Update on NSW regulatory response to the “cladding crisis” and recent case law developments
After the fires in Grenfell Tower, Lacrosse Tower and the Torch between 2014 and 2017, the use of potentially combustible cladding, in particular aluminium composite panels (ACP) containing polyethylene, has become a major crisis in the Australian construction industry.
Each of the state governments has responded to the issue differently.
This article summarises the measures adopted by the NSW Government to address the defective cladding already installed and prevent any further defective cladding from being installed, since the inter-agency Fire Safety and External Wall Cladding Taskforce was established on 16 June 2017, consisting of the representatives from various departments.
The most recent development was the issue of a notice of intention to issue an ACP ban by the NSW Commissioner for Fair Trading last week.
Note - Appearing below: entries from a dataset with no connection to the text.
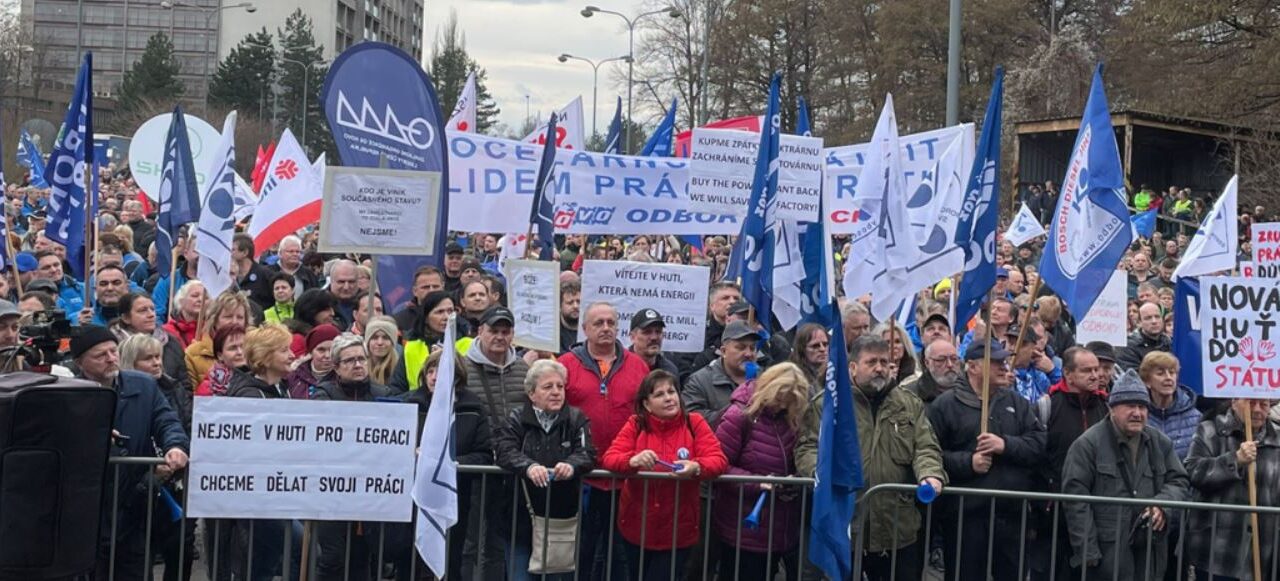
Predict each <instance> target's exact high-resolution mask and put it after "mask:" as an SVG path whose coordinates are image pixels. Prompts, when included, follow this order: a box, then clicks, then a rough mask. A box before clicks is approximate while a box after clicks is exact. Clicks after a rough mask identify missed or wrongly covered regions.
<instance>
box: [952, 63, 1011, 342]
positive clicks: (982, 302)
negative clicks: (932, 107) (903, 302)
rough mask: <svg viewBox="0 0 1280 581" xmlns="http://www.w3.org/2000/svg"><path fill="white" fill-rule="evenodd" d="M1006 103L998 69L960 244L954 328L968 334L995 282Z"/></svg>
mask: <svg viewBox="0 0 1280 581" xmlns="http://www.w3.org/2000/svg"><path fill="white" fill-rule="evenodd" d="M1004 104H1005V69H1004V68H997V69H996V79H995V82H992V83H991V99H988V100H987V114H986V115H984V116H983V119H982V138H980V141H979V142H978V155H977V156H974V159H973V169H972V170H970V171H969V186H968V187H966V188H965V195H964V201H963V202H961V205H960V220H959V223H957V225H956V238H955V242H956V246H959V247H961V248H964V276H963V278H961V279H960V287H959V288H957V289H956V301H955V303H956V312H955V320H954V321H951V328H952V329H954V330H955V333H956V334H963V333H964V330H965V325H966V324H968V322H969V319H973V316H974V315H975V314H977V312H978V310H979V308H980V307H982V303H983V301H986V298H987V293H988V292H991V287H993V285H995V284H996V227H997V223H998V221H1000V123H1001V115H1002V114H1004Z"/></svg>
However, we have on 4 December 2019 confirmed with Fair Trading that the notice was issued in error, and that there is no intention to issue a further or updated ACP ban.
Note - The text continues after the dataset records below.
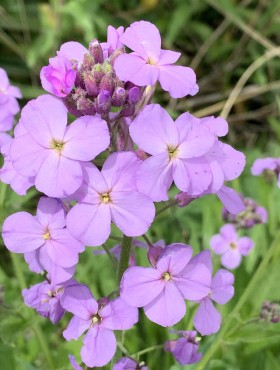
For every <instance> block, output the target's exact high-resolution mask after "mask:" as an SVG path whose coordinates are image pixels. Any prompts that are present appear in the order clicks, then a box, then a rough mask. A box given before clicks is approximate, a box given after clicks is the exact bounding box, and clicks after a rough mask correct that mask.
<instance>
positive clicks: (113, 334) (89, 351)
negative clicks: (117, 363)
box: [81, 326, 117, 367]
mask: <svg viewBox="0 0 280 370" xmlns="http://www.w3.org/2000/svg"><path fill="white" fill-rule="evenodd" d="M83 343H84V346H83V348H82V350H81V357H82V360H83V362H84V363H85V364H86V365H87V366H88V367H95V366H96V367H102V366H104V365H106V364H107V363H108V362H109V361H110V360H111V359H112V358H113V356H114V354H115V352H116V349H117V343H116V338H115V335H114V333H113V332H112V331H111V330H109V329H106V328H103V327H101V326H94V327H93V328H91V329H90V330H89V331H88V333H87V334H86V336H85V337H84V340H83Z"/></svg>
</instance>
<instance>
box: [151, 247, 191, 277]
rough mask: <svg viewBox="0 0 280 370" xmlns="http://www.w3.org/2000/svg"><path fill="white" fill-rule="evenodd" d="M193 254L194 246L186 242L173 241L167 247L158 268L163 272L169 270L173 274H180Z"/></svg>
mask: <svg viewBox="0 0 280 370" xmlns="http://www.w3.org/2000/svg"><path fill="white" fill-rule="evenodd" d="M191 256H192V247H190V246H187V245H185V244H180V243H173V244H171V245H168V246H167V247H165V249H164V251H163V254H162V255H161V257H160V258H159V260H158V262H157V265H156V268H157V270H158V271H159V272H160V273H161V274H163V273H165V272H169V273H170V274H171V275H172V276H176V275H180V272H181V271H182V270H183V269H184V268H185V267H186V266H187V264H188V262H189V261H190V259H191Z"/></svg>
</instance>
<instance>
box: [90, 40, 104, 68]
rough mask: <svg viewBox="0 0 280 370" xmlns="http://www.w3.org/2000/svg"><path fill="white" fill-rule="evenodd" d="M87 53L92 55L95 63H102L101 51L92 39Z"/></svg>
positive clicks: (98, 47) (102, 57) (98, 43)
mask: <svg viewBox="0 0 280 370" xmlns="http://www.w3.org/2000/svg"><path fill="white" fill-rule="evenodd" d="M89 52H90V54H91V55H92V57H93V59H94V62H95V63H103V61H104V57H103V50H102V47H101V45H100V44H99V42H98V40H96V39H93V40H92V41H91V43H90V44H89Z"/></svg>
Addressing existing problem
A range of measures have been introduced to identify existing affected buildings and to provide their owners of buildings which include or will include these types of products with pathways to address the problem:
- creating a registration regime requiring owners of private buildings to identify whether their buildings are likely to be affected by non-conforming building products (NCBPs) and to prepare a building fire safety risk assessment
- expanding the definition of 'major defect' under the Home Building Act 1989 (NSW) on 20 April 2018, to include the use of a banned building product, giving beneficiaries a 6 year statutory warranty
- on 23 October 2019, introducing the Design and Building Practitioners Bill 2019 (NSW) (Bill) which will impose a statutory duty on any person who carries out construction work, owed to every owner of land on which construction work is carried out (including subsequent purchasers), to exercise reasonable care to avoid economic loss caused by defects arising from the construction work. It is not yet known if the duty will operate retrospectively and which kinds of construction work/ building the duty will apply to. The Legislative Assembly passed the Bill on 13 November 2019, and the Legislative Council (LC) is currently reviewing it. We estimate the LC will vote on the Bill either later this year or early in the new year.
Preventing future problems
In terms of restricting the future use of these types of products, the following measures have been introduced:
- on 15 August 2018, the Commissioner imposed a building product use ban on ACP with a core comprised of greater than 30 per cent polyethylene by mass (Ban)
- legislating that, from 1 September 2018, a building product is not compliant, even if it has a Codemark certification, if it is a product prohibited under theBuilding Products (Safety) Act 2017 and in November 2019 issuing a flowchart for the review of potentially combustible cladding
- introducing a requirement that, from 22 October 2018, Fire and Rescue NSW approve all performance solutions for the use of combustible cladding, and that it be provided with a copy of all construction certificates issued for particular building types.
- amending state planning policies for exempt development so that, from 31 August 2018, building approval is required for any work that includes the use of combustible cladding
- in late June 2019, amending the Building Professional Regulation to provide that a professional indemnity policy required for the purpose of obtaining registration is permitted to include exclusions regarding the use of non-compliant cladding
- on 28 November 2019 the Commissioner indicated her intention to reissue the existing Ban with additional explanatory notes about its intended application.
Recent case law developments
On 15 November 2019 the NSW Civil and Administrative Tribunal delivered judgment in the case of The Owners Strata Plan No 92888 v Taylor Construction Group Pty Ltd and Frasers Putney Pty Ltd  NSWCAT (Unreported, 15 November 2019).
It found that the Tribunal held the builder and the developer of the residential apartment building 100 per cent liable for the replacement of combustible timber cladding “Biowood” installed at the property.
The claim by the owners corporation was for breach of statutory warranties in section 18B of the Home Building Act 1989 (NSW).
This case demonstrates the difference between cases commenced in the Tribunal in NSW (where it is not possible to apportion statutory warranty claims or bring cross claims against consultants in NCAT) and in Victoria (where the Lacrosse claim was decided and the relevant consultants were joined to the proceeding and found partially liable for the defective cladding).
What 2020 holds and how we can help
We will provide a further update once the LC vote on the Bill has occurred. In particular we await a draft Regulation, which, it is assumed, will fill in the detail as to the Bill’s intended application.